After a long summer of beaching, relaxation, and fruity drinks (for those of legal drinking age, of course), it is once again time to send the children back to school. If this means you have an empty house during the day, or at least fewer children in the house, you may feel a sense of relief! Inevitably, when the school year creeps up on us, it requires a shift in the way we do things, both for our children, adult family members, and you as au pairs! We have to again worry about homework, after-school activities, concerts, earlier bedtime, sport practices, music lessons, and packing school lunches.
As a licensed mental health counselor specializing in children and families, I often discuss with clients the difficulties of integrating home life and school life. The reason that many families struggle with returning to school is due to the changes that took place during the summer. When school is out of session, parents are often less concerned with maintaining consistent bed times, holding children accountable to complete their chores, and allow a higher level of freedom and flexibility in the house. Come school time, when these expectations become important again, it can be difficult for the whole family. It is important to remember that children of any age need structure and boundaries, regardless of whether they are in school or not. It is also important to remember that children not only need structure, but often want it! Kids, especially younger ones, are incapable of making smart decisions on their own (i.e., when to go to bed, how and why to complete school work, how to eat healthy meals, etc.). Schools function successfully because there is already structure in place and students don’t have to create it on their own. Students have a schedule, they know where they need to be, and when they need to be there. They know the rules and expectations, and know the consequences if they don’t follow the rules. They know that if they curse at a teacher, they will get sent to the office. They know that if they do not study, they will receive a bad grade. They know that if they punch Johnny in the face, they will land in suspension. Schools function due to the structure and boundaries set in place. Without them, schools would look and feel much more like a zoo with no zookeeper: complete chaos.

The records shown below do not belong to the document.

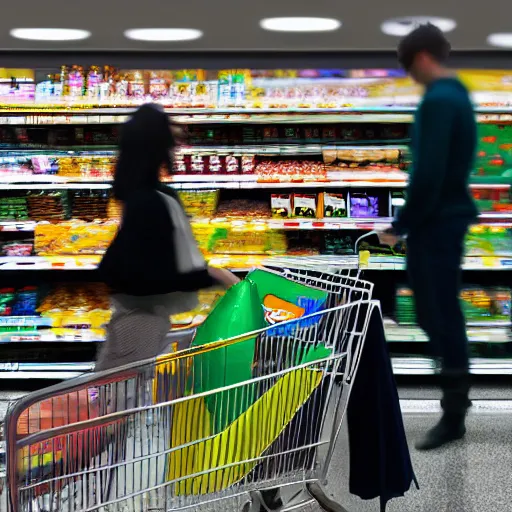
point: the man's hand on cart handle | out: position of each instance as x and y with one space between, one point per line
387 236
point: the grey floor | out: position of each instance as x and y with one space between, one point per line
474 475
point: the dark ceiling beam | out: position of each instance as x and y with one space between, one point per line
483 59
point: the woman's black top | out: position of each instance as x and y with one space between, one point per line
142 258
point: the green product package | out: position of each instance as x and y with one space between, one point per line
238 312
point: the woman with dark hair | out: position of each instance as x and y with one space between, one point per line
153 266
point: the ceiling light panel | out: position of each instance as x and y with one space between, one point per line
403 26
50 34
163 34
300 24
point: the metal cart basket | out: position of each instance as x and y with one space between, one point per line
152 436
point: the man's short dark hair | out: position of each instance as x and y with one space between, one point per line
425 38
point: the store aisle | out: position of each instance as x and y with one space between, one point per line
473 475
469 476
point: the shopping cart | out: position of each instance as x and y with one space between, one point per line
151 436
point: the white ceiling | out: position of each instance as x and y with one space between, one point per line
234 24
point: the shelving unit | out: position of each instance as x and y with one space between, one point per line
76 129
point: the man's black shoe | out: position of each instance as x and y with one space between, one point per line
450 428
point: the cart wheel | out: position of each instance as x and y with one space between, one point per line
323 500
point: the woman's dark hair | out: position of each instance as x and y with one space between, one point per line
144 147
425 38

Parents often forget that the same is true for the home. Without structure at home, children will not succeed to their full capacity. They need to be guided and directed toward what has to be done and when it needs to be done. They need to know that they do not control all aspects of their environment. A child who is responsible for making all of their own decisions is a child who becomes internally overwhelmed and anxious. Think about it: If a child is left to decide when to eat dinner and when to go to bed, they will likely eat a bag of chips and stay up all night. While this may seem enjoyable at the time, it ultimately leads to an unhappy child, who is also tired and hungry.
There are a few things for you, as an au pair, to remember when it comes to structure in the home, especially during the “return-to-school” time of year:
- Children require structure to succeed (regardless of what they or their parents might tell you).
- Children who have structure at home, transition much easier to school, and vice versa, due to consistency of expectations.
- You may not be able to fully transform the environment of your host family, but you can make small changes that will be observed by children and parents. If they notice that these changes lead to positive results, they will begin to implement the changes too.
Setting boundaries at home is quite the task for parents, and can be even more difficult for au pairs, but doing so is necessary for children to be successful. So remember, when kids kick and scream after being told they need to go to bed, or do their homework, or sit down for dinner, what they are really trying to say is, “Thank you”.